“…untuk kami tidak terlalu masalah pelebarannya, itu masih sesuai dengan pasal 7 pasal tentang operasi militer dan juga tugas-tugas angkatan di pasal 8, 9 ,dan 10 di Undang-Undang TNI. Yang menjadi masalah karena kemudian ada pasal penutup yang disesuaikan dengan kebutuhan pemerintah dan kebutuhan kementerian ya itu yang kemudian bisa memperluasnya menjadi pasal karet yang memungkinkan hampir semua kementerian/lembaga mengajukan itu ke Presiden,”
Isu bangkitnya dwifungsi ABRI bahkan multifungsi TNI kembali mencuat pasca revisi UU TNI No 34 Tahun 2004 masuk di Badan Legislasi DPR. Beberapa poin revisi mengindikasikan bahwa anggota TNI aktif bisa melakukan fungsi-fungsi di luar fungsi pertahanan, seperti menduduki jabatan sipil dan melakukan bisnis.
Mantan Gubernur Lembaga Ketahanan Nasional (Lemhannas) 2022-2023 Andi Wijayanto hadir di podcast Back to BDM untuk berdialog terkait hal ini.
Pertama, Andi menjelaskan konteks revisi UU TNI sebetulnya dilandasi urgensi tertentu yang justru tidak menjadi pembicaraan di publik.

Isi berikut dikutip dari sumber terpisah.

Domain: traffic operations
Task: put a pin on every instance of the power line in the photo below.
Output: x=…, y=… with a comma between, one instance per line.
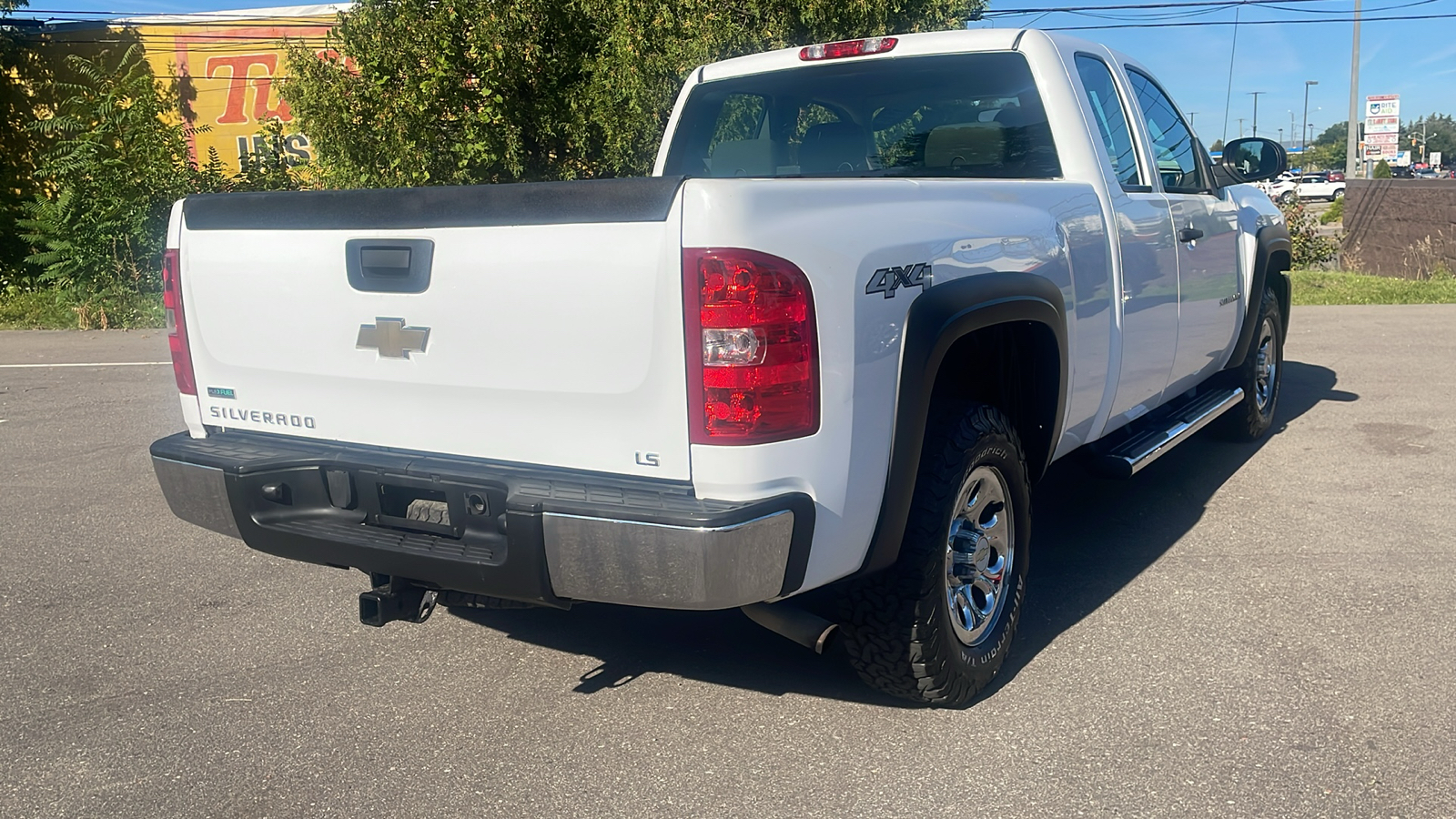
x=1142, y=6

Urgensi itu garis besarnya adalah evaluasi UU TNI yang sudah diterapkan selama 20 tahun sekaligus menilai bagaimana jalannya reformasi militer yang sudah dimulai sejak tahun 1999.
Terkait dengan TNI, ada juga sejumlah aturan yang harus dikaji ulang, seperti TAP 6 dan TAP 7 MPR, Undang-Undang Pertahanan, Undang-Undang TNI, Undang-Undang Intelijen, Undang-Undang Industri Pertahanan, dan Undang-Undang Pemanfaatan Sumber Daya Nasional (PSDN).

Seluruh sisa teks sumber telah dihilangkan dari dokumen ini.